In April, 2014, deep in northern Nigeria, an estimated 276 girls disappeared from their school at the hands of the now-infamous group Boko Haram. Local activists quickly took to Twitter, asking for global support to #bringbackourgirls. In the weeks and months following the kidnapping, the international community was gripped by what was to come of these girls. A year and a half later, most the girls are still missing and over 800,000 children have been displaced by the continued violence and fighting surrounding Boko Haram.
Regrettably, the kidnapping of the Chibok girls was not the first time that Boko Haram targeted children for the ranks of its armed group, nor will it be its last. Recognizing the perceived strategic and tactical advantages of using children, they continue to swell their ranks. At the close of 2014, children reportedly made up over 40 percent of Boko Haram’s fighting force.
The spectre of sexual violence and servitude, which the Chibok girls faced, is only one of the many roles that children made to fight for Boko Haram face.

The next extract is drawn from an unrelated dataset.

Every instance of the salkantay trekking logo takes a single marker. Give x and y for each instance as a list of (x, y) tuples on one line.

Some work as cooks, porters and look-outs. While other children, some as young as seven, will be made to commit suicide bombings, be used as human shields or operate as frontline combatants.
It is critical to understand that child soldiering is a specific operational tactic that groups such as Boko Haram use to achieve their goals and remain successful on the battlefield. Children are used because of their youth, rather than in spite of it.

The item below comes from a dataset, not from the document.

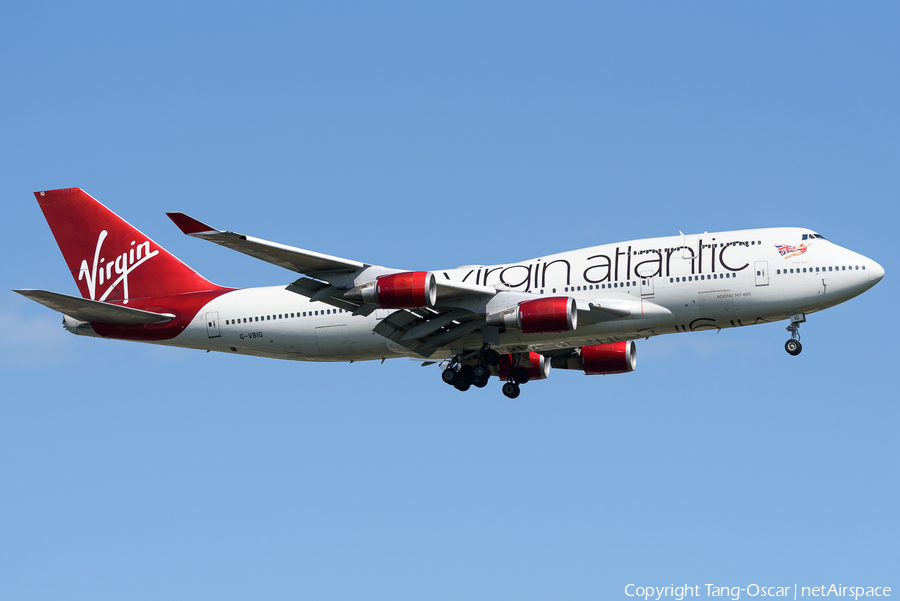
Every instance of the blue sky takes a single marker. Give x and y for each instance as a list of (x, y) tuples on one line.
[(429, 136)]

A nuanced understanding of this use of children as weapons of war is crucial. Recognizing the complexities of child soldiering as a tactic demands that we include and value the security sector perspective and role. Our largely humanitarian response to instances of child soldiery has failed to acknowledge or address this specific security dimension of the issue.
The abuse of youth as instruments of war is a reality that can’t be resolved on the day you face them in the field. Yet we continue to expect those who face them on mission to come up with ad hoc solutions often based on inadequate knowledge of the issue.
In March of 2014, the United Nations Security Council passed Resolution 2143, which expresses the critical importance of “providing military, police and civilian peacekeepers with adequate pre-deployment and in-mission training on mission-specific child protection issues.” This resolution was further reinforced just one month later, as Nigeria led the United Nations Security Council to pass Resolution 2151. Res. 2151 encourages countries to include child protection in military trainings and standard operating procedures as part of a broader Security Sector Approach.
When the security sector is better equipped to be a part of the solution, child soldiering will prove less advantageous. Armed groups will be less motivated to commit to using them within their ranks. A security sector response is an essential piece of the global strategy to make child soldiering unthinkable.
Just as a purely humanitarian response is not enough to stop Boko Haram, it is impossible for one nation alone to break this cycle of violence. As we operationalise these trainings, combinations of nations and organizations must work together to prepare the security sector to deal with child soldiers. Cooperative efforts such as these represent a chance to raise the protection of children within the overall peace and security agenda and to recognize child soldiering as a unique security concern that demands unique responses.
To prevent Boko Haram from continuing their abuses against children, we need an international, multi-faceted approach. The use of children as soldiers is a global phenomenon that is impacting every continent and every conflict that currently exists. If we do not find proactive methods to prevent the use of children as soldiers then we will continue to miss critical opportunities to stem the tide of instability which is engulfing our world.